The Eco Cities project involving the University of Manchester will draw a blueprint for Greater Manchester to cope with effects of global warming and also find ways for urban areas to respond to climate change.

Professor Simon Guy, Eco Cities director, said: “Climate change is one of the greatest challenges of the 21st century, and as home to over half the world’s population, our cities and towns must be prepared to adapt.

“Eco Cities is an international initiative that recognises the need for local adaptation responses to climate change impacts.”

The adaptation strategy for Manchester will be drawn up by 2011 as “key resource” for planners, professor Guy said.

Experts warn climate change is likely to intensify the urban heat island effect in cities, which endure higher temperatures than the countryside.

“Even if emissions were stopped tomorrow there would be decades of climate change to contend with,” said professor Guy.

“That is why we must begin to develop and implement strategies to adapt to a changing climate, at the same time as reducing carbon emissions.”

At last Thursday’s (July 23) launch in Manchester Town Hall, the university and Manchester City Council signed a joint agreement to find ways for urban areas to respond to climate change.

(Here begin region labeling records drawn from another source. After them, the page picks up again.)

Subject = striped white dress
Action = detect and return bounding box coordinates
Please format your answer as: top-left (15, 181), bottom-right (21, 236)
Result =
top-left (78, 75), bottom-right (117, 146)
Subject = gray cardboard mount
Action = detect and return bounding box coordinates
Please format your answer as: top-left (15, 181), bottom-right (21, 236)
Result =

Council Leader Sir Richard Leese said: “Manchester is home to the kind of committed individuals and organisations that the city needs to make sure that we respond properly to the challenge and opportunity of climate change.

The two organisations pledged to work together on related projects, including Eco Cities.

Professor Guy said: “Work in Manchester will provide a living laboratory to test adaptation methods and develop transferable research findings.

“We will work with a global network of individuals and organisations with an interest in climate change, sharing best practice on how cities are designed, built and managed in the face of a changing climate.”

The Eco Cities scheme is a partnership between the university and office provider Bruntwood.

Michael Oglesby, company chairman, said: “Eco Cities aims to make a major contribution to the adaptation debate and to give clear and scientifically verified guidance to local government, companies and individuals.”